牛野小雪のサイトです。 小説の紹介や雑記を置いています。 あと短い話とか。

タグ:川端康成

funny dance4

 山桜は詩が入っている。というより途中から詩の注釈で小説を書いているような気がした。詩なんて去年までは全然詠んだことがなくて最初は手探りで書いていたけれど詩の原理 歌よみに与ふる書 はかなり啓蒙された。あとサラダ記念日 は教科書で習った短歌の既成概念を壊してくれて衝撃的だった(というか最初は短歌だと気付かなかった)。あと勝手に7×4という形のニューポエムを作って詩を書いた。短歌や俳句だけだと馬脚が現れるから、ある種のごまかしだ。でもちょっと間延びした感があるなとは思った。短歌のリズムが体に染み付いているからからもしれない。

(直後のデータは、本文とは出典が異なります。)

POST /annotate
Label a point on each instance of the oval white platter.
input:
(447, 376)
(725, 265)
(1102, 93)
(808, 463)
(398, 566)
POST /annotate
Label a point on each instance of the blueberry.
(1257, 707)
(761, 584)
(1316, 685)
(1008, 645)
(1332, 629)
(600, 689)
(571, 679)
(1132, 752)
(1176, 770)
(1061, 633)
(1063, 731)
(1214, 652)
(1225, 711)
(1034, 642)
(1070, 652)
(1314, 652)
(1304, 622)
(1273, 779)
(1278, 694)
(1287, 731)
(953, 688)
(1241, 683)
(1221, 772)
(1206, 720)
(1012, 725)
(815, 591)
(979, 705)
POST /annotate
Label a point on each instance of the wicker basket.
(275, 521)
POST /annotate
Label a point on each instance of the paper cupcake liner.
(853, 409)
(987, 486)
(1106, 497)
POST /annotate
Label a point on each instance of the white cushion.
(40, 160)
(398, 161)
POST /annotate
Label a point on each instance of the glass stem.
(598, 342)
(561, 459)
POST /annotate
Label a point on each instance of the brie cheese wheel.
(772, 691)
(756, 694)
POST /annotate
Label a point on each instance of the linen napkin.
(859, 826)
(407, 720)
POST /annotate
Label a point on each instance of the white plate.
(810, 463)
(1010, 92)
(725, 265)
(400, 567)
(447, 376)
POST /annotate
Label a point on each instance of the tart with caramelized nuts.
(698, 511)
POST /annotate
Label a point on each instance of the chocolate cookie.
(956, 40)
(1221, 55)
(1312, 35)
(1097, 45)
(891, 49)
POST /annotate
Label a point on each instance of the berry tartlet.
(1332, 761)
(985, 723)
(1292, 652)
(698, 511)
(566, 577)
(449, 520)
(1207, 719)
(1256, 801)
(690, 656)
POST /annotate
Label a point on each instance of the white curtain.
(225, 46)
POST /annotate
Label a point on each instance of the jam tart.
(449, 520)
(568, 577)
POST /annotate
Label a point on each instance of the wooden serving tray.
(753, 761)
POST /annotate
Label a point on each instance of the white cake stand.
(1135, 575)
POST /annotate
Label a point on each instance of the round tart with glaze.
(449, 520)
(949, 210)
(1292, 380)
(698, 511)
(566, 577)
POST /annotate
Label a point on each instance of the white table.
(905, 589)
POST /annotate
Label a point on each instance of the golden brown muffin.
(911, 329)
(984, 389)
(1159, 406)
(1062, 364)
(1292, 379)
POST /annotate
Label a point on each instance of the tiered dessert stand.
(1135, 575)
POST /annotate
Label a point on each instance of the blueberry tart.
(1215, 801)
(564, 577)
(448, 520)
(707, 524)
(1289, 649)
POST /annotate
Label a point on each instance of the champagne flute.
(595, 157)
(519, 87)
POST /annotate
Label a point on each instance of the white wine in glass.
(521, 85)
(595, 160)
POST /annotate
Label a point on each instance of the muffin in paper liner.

 夏目先生の『吾輩は猫である』の中にも詩が割り込んでくる。その中に新体詩というのが出てくるのだが、短歌とも俳句とも、種田山頭火的な自由律とも違っていて(山頭火って日本詩の歴史では事件だったんじゃないか)、かなりぶっ飛んでいる。どういう経緯で生まれてきたのだろうと不思議だったのだが、この前ふと読んだ本に夏目先生が東大生の時にウォルトホイットマンの詩について論文を書いているというのを発見した。明治時代は西洋文化が流入していて、西洋詩の形態が日本詩にも吸収されていた頃だそうだ。つまり西洋詩≒新体詩ということ。なぜ=ではなくて≒なのかというと、冬来たりなば春遠からじ、という文言を使いたくて、元ネタは誰なんだろうと調べるとシェリーというイギリスの人が詠んだ詩だと分かった。しかし件の春来たりなば~というのは原文とニュアンスが違うというのも発見したからだ。それにしても、冬来たりなば(7)春遠からじ(7)でちゃんと七音になっているのは訳者凄いと思った。韻もちゃんと踏んでいる。昔の人って本当に凄いな。新体詩までは手が出なかった。でもいいんだ。吾輩だって「東風君もあと十年したら、新体詩を捧げる非を悟るだろう」と言っていたし日本詩的にはたぶんセーフ。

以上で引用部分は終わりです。